Semiconductors are the lynchpins of the artificial intelligence (AI) revolution. Still, this is just the tip of the iceberg when it comes to semiconductor investment implications.
The importance of chips in today’s AI-dominated investing landscape highlights the utility of ETFs such as the Invesco QQQ Trust (QQQ ) and the Invesco NASDAQ 100 ETF (QQQM ). Those ETFs track the same index, meaning they have the same rosters. Those lineups are chock of semiconductor equities, including Nvidia.
Those are potentially compelling attributes, particularly for investors that want semiconductor exposure while avoiding the task of selecting individual stocks. QQQ and QQQM are certainly useful on that front as the ETFs are homes to slews of chip names.
QQQ Chip Exposure Matters
Data confirm the viability of QQQ and QQQM as avenues to semiconductor investing.
“The global semiconductor industry is expected to reach US$975 billion in annual sales in 2026, a historic peak fueled by an intensifying AI infrastructure boom,” according to Deloitte. “Growth reached 22% in 2025 and is projected to accelerate to 26% in 2026, and even if growth moderates thereafter, annual sales of US$2 trillion seem likely by 2036.”
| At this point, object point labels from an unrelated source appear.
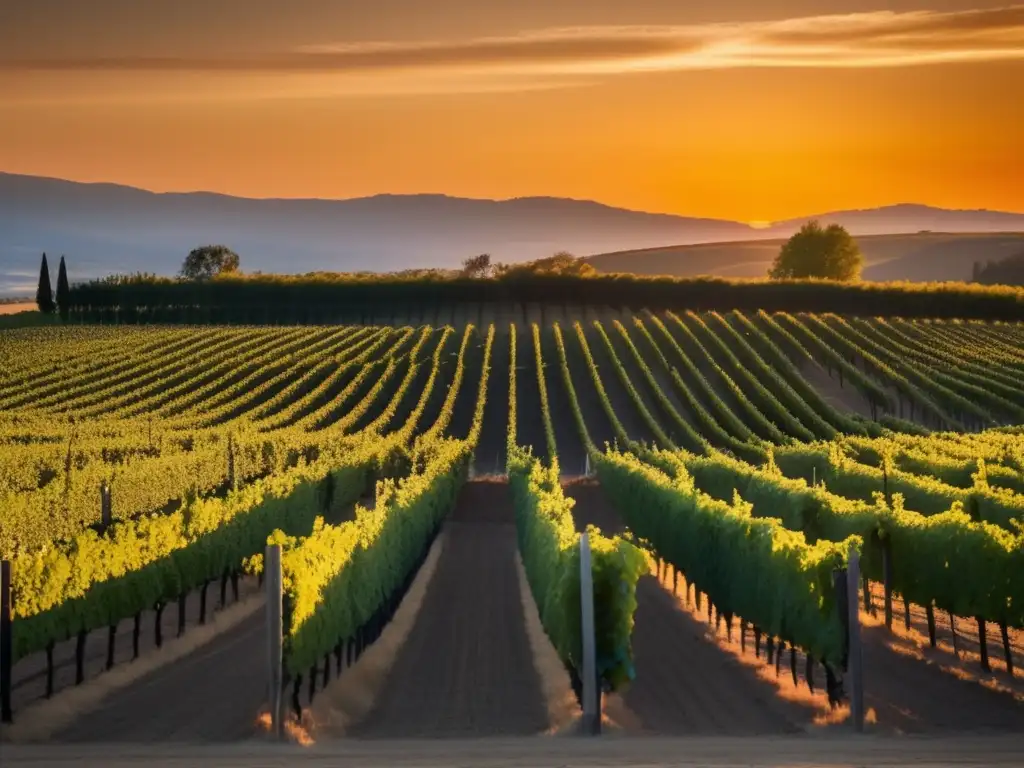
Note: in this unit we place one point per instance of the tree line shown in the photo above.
(1008, 271)
(339, 297)
(45, 299)
(816, 270)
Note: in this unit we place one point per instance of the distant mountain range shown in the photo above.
(105, 228)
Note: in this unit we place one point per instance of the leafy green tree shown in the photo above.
(828, 253)
(64, 292)
(44, 294)
(477, 266)
(209, 261)
(562, 263)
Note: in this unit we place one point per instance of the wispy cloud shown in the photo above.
(525, 60)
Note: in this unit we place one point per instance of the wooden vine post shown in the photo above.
(591, 711)
(6, 638)
(854, 655)
(274, 631)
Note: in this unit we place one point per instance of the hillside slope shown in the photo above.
(919, 258)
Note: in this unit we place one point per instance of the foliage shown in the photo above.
(478, 266)
(97, 580)
(338, 298)
(550, 551)
(748, 566)
(44, 294)
(826, 253)
(209, 261)
(64, 292)
(1008, 271)
(338, 577)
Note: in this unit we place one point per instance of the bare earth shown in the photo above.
(777, 752)
(685, 684)
(213, 694)
(466, 669)
(689, 682)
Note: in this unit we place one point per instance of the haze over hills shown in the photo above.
(919, 257)
(105, 228)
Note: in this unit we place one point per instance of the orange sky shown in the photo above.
(749, 111)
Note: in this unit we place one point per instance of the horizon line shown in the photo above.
(753, 224)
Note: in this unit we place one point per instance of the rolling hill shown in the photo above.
(915, 257)
(105, 228)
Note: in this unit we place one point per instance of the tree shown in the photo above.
(209, 261)
(828, 253)
(561, 263)
(64, 292)
(1008, 271)
(44, 294)
(477, 266)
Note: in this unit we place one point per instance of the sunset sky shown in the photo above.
(737, 109)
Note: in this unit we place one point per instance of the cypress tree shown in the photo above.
(44, 294)
(64, 292)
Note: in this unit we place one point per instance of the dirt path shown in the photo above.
(466, 669)
(777, 752)
(906, 690)
(843, 398)
(912, 694)
(685, 683)
(29, 675)
(214, 693)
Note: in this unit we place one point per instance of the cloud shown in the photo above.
(560, 56)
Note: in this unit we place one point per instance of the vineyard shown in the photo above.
(730, 461)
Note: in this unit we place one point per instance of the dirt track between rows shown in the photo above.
(466, 669)
(687, 684)
(684, 684)
(777, 752)
(215, 693)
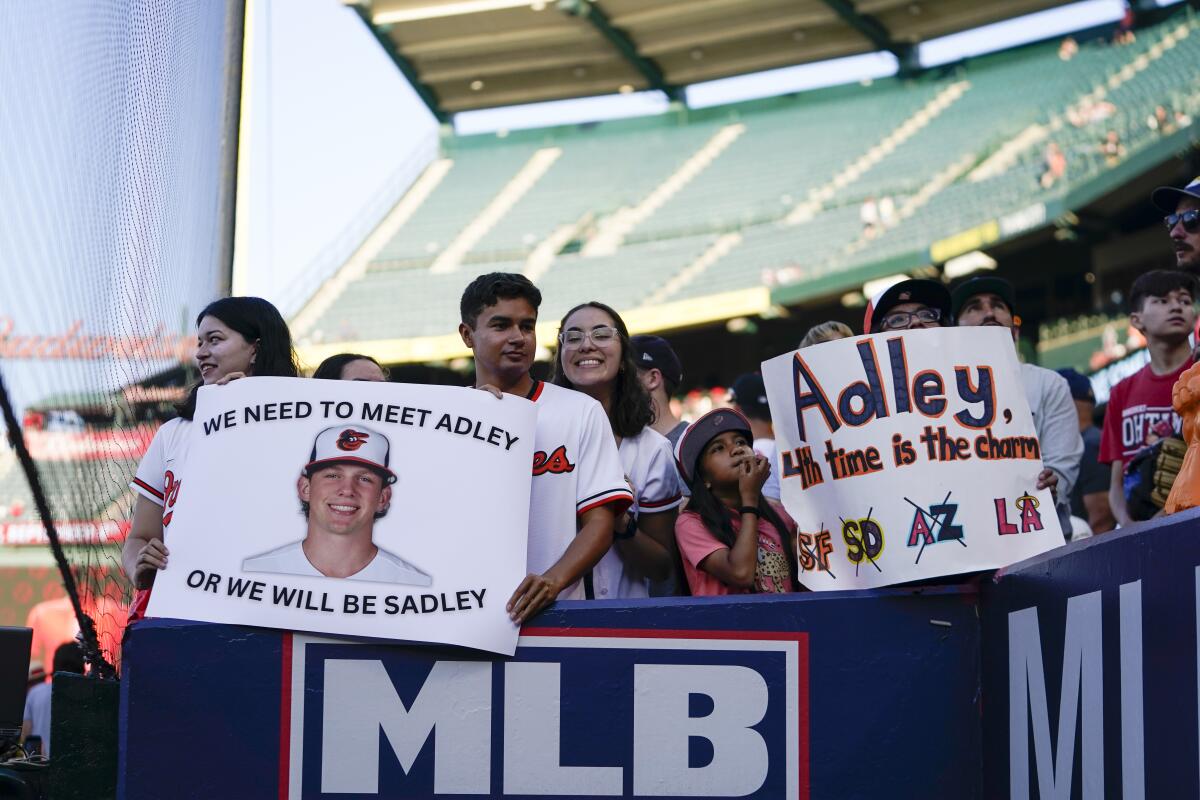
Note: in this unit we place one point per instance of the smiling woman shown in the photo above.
(595, 358)
(234, 337)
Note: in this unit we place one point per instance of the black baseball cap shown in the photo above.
(985, 284)
(749, 394)
(1167, 198)
(655, 353)
(1080, 385)
(928, 293)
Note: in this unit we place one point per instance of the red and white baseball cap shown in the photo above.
(351, 444)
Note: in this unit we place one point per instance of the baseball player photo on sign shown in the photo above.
(303, 494)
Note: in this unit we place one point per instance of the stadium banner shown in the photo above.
(906, 456)
(1090, 666)
(369, 509)
(761, 697)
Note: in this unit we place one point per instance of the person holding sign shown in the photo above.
(909, 305)
(991, 301)
(345, 487)
(234, 337)
(595, 356)
(732, 540)
(579, 488)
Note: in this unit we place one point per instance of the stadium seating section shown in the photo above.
(786, 176)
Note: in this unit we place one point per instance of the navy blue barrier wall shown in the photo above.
(1090, 668)
(849, 695)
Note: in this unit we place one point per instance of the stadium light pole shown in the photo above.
(231, 126)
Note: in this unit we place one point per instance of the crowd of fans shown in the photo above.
(637, 503)
(641, 503)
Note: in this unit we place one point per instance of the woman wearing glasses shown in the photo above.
(595, 358)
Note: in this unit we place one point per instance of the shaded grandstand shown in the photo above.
(699, 216)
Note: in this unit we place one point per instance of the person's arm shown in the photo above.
(1116, 494)
(651, 551)
(736, 566)
(1062, 446)
(586, 549)
(1099, 512)
(143, 552)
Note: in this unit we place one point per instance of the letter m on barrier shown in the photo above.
(360, 699)
(1083, 686)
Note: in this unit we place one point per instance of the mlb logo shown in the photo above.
(576, 713)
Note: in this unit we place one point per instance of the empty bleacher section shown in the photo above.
(771, 191)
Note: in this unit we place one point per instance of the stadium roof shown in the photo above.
(472, 54)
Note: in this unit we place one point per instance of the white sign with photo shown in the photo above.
(363, 509)
(906, 456)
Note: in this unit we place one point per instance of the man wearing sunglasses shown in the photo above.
(1182, 221)
(991, 301)
(909, 305)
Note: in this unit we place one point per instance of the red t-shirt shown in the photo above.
(1135, 405)
(696, 543)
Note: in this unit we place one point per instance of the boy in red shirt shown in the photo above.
(1162, 308)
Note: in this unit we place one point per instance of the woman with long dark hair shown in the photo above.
(234, 337)
(595, 358)
(731, 537)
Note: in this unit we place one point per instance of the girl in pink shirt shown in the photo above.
(732, 540)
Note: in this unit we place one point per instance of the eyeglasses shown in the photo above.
(599, 336)
(1191, 220)
(901, 319)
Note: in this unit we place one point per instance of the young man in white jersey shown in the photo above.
(579, 487)
(343, 488)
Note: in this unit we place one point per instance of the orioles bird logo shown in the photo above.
(351, 439)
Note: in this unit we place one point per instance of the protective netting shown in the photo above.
(115, 178)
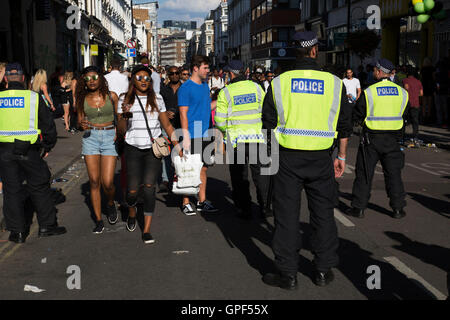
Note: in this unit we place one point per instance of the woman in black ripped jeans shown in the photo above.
(143, 168)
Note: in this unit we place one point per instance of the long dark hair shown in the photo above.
(151, 95)
(81, 90)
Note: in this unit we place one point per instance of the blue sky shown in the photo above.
(188, 10)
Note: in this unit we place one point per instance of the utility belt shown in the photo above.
(19, 147)
(110, 127)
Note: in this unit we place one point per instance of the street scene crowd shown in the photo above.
(120, 115)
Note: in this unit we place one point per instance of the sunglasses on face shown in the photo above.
(145, 78)
(89, 78)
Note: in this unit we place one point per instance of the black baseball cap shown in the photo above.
(14, 66)
(141, 67)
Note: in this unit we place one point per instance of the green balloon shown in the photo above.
(419, 7)
(422, 18)
(441, 15)
(429, 4)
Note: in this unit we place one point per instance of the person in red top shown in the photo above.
(415, 90)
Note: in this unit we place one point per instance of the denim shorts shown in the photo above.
(99, 142)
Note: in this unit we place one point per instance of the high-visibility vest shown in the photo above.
(238, 112)
(308, 104)
(386, 103)
(19, 116)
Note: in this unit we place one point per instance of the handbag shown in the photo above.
(187, 169)
(160, 145)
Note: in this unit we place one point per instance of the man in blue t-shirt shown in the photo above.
(195, 107)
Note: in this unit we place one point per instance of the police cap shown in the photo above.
(13, 66)
(385, 65)
(305, 39)
(235, 66)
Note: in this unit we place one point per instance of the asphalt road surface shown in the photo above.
(220, 257)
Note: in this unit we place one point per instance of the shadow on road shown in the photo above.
(429, 253)
(343, 207)
(439, 206)
(238, 233)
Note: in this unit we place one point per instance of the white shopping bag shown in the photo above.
(187, 169)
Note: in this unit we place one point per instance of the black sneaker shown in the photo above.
(113, 217)
(131, 224)
(99, 227)
(147, 238)
(206, 207)
(189, 210)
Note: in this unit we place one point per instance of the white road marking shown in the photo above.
(410, 274)
(340, 217)
(424, 170)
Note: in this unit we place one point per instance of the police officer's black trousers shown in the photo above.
(247, 155)
(314, 172)
(383, 148)
(34, 170)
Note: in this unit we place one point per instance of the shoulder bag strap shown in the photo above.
(145, 117)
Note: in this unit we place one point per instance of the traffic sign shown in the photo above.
(131, 44)
(131, 52)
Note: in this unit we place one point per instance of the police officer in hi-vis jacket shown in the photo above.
(26, 127)
(380, 109)
(308, 109)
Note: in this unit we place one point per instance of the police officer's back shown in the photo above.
(238, 115)
(307, 108)
(24, 118)
(380, 110)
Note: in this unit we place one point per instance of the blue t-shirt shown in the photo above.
(196, 97)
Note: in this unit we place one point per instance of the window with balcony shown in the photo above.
(263, 8)
(269, 36)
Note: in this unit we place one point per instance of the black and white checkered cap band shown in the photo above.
(310, 43)
(383, 68)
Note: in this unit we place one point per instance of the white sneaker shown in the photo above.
(188, 210)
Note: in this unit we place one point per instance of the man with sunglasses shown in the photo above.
(169, 94)
(24, 118)
(184, 76)
(269, 78)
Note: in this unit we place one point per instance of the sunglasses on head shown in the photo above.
(89, 78)
(145, 78)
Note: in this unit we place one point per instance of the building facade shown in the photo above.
(173, 50)
(206, 42)
(239, 18)
(220, 16)
(193, 46)
(272, 29)
(180, 25)
(152, 8)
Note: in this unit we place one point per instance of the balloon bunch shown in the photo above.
(428, 8)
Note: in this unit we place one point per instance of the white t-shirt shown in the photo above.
(156, 78)
(117, 82)
(352, 86)
(137, 133)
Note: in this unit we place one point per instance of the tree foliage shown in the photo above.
(363, 42)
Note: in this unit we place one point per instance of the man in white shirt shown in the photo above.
(216, 82)
(353, 86)
(117, 82)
The status of QQQ and QQQM as cap-weighted ETFs is also pertinent. This puts market participants utilizing these ETFs front-and-center in terms of AI chip access. Importantly, as Deloitte notes, generative AI chips are expected to account for half of global shipments this year.
QQQ/QQQM investors should also consider goings on in the data center space. As 2026 unfolds, QQQ/QQQM investors should also stay abreast of semiconductor companies’ reshoring and vertical integration efforts.
“In 2026 and beyond, chip companies should not only consider expanding the breadth and scope of their operations by establishing more AI fabs or developing new AI chip platforms, but also foster strategic partnerships and make direct investments to build an ecosystem around their fab or chip platforms,” concluded Deloitte.